OP, changing the bit and bridle can be essential to your retraining process, so it’s a great question to ask. Many horses who are chronic pullers have numbness or nerve degeneration around their bars and tongue, which is why it’s so easy for them to hang out there. In order to find connection to your horse’s mouth again, you do have to adjust this so that the horse can really feel you. That means changing the action of the bit and where it sits. The gag bit has a lot of poll action (the baucher does not, btw - no leverage) which is why you’ve probably had success, but even a bit that changes the placement of the action (ie more tongue action instead of bar action or vice versa) can help. You’ve said you’ve played with this a lot over the years, so unfortunately you might have used up these options to some degree. However, moving the bit up or down in the bridle may help. Most people have the bit on the high side, so lowering it a hole or two (you can go down to no mouth wrinkles, but just make sure you’re not hitting teeth) may bring it into contact with more sensitive tissue.
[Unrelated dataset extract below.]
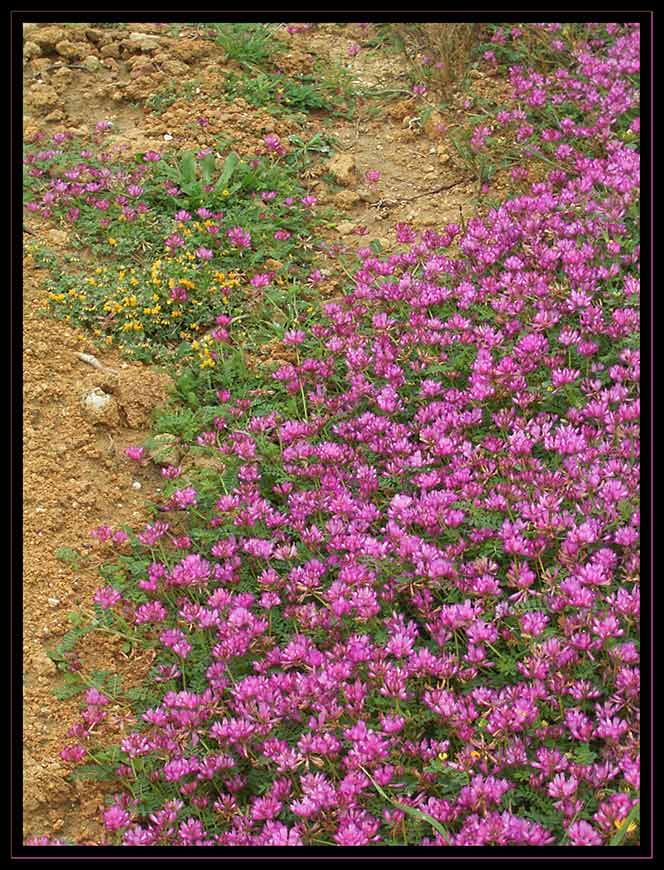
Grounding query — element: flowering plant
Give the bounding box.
[28,21,640,848]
Even trying something a bit off the wall, like a kineton noseband, will also shape how the bit affects the horse by distributing some of the pressure to the bridle. Bit down in severity, not up, when trying this, because she may have totally different reactions than you’re used to, and you don’t want to ruin this part of her mouth.
CAUTIONS: That said, she’s getting worse and you don’t have many more places to go with this because you’re already in a really harsh bit. So, if you’re not willing to really take the time to step back and lay a new foundation for this horse by re-training her, don’t do it. You’ll just end up souring her to poll pressure and have a back-sore, curling horse. If you want and are ready to make this journey, which may mean adjusting your competition schedule, then you need to go back to the source of the problem - correct fitness and muscle. What people often mistake for laziness in horses usually derives from a physical inability to do what is being asked. Yes, the laziness plays in - that’s why you’ve got a puller and not a rearer - but the problem usually stems from more than “she just won’t go forward or use her hind end.” She probably was not given the time to properly develop these muscles so that she COULD use them, and when her strength gave out, she started to lean on the reins.
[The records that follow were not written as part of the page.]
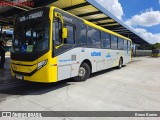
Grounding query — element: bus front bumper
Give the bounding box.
[11,62,57,83]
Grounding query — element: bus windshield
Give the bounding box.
[12,20,49,53]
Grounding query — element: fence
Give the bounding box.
[133,50,152,57]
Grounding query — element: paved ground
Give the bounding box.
[0,57,160,120]
[0,57,11,81]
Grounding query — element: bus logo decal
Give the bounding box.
[106,53,111,58]
[91,52,101,56]
[81,48,85,52]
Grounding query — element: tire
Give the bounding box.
[117,58,123,69]
[73,63,91,82]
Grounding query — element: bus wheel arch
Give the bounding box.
[81,59,92,73]
[73,59,92,82]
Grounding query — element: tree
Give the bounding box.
[152,43,160,50]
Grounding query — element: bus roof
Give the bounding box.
[54,6,131,42]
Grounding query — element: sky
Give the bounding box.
[95,0,160,44]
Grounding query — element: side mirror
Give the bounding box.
[62,28,68,39]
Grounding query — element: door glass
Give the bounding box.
[53,19,62,45]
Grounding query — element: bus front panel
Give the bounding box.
[11,7,58,83]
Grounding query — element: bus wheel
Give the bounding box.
[118,58,123,69]
[73,63,90,82]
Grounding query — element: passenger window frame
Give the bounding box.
[87,26,101,48]
[101,31,111,49]
[64,22,76,45]
[111,35,118,50]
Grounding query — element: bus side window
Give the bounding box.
[87,26,101,48]
[128,41,131,51]
[79,24,87,45]
[118,37,124,50]
[101,32,111,49]
[124,40,128,50]
[53,19,62,45]
[64,23,75,45]
[111,35,118,49]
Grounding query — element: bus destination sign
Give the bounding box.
[19,11,43,22]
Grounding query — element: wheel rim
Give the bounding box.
[78,67,86,77]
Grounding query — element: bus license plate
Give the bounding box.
[16,75,23,80]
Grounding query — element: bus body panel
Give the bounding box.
[57,47,131,81]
If you’ve ever heard a fitness instructor talk about working until you can’t “keep form,” it’s the same for horses. Only they can’t tell us they’re tired, so they modify their body to an incorrect result to try to comply with the request (it’s not like they want to get kicked or swatted). Then they build muscle around the incorrect result (aka pulling) and “it gets worse over time.”
Even if you’re riding her regularly, that doesn’t mean she’s strong enough to carry her own weight and rock back onto her haunches. Just like a runner can’t necessarily do chin-ups, your horse can’t necessarily do dressage just because she’s fit to jump. So, if you want to really solve this, do change the bit, and then spend a couple months building her up from behind. Do it slooooowwwwly - she will only be able to hold herself for a few seconds at first. I would suggest using caveletti once or twice a week to build that muscle and teach her to hold herself. Ingrid Klimke has a DVD set about this so you can do it properly without rushing. You can have a nice, soft rein, and it’s a totally different dynamic than “dressage.” Plus she will only have to work for a short burst before she can rest, and that is how you actually build muscle. Body builders do reps, not just holding up weights, because muscle is built by moving between extension, contraction, and relaxation. Be conscious of this in all that you’re asking her to do, and praise like crazy when she does engage even for a little bit.
Then, in a few months when you have a horse who can actually comply with your request, you can begin to worry about pulling it all together. Don’t even think about the head before that. Best of luck to you!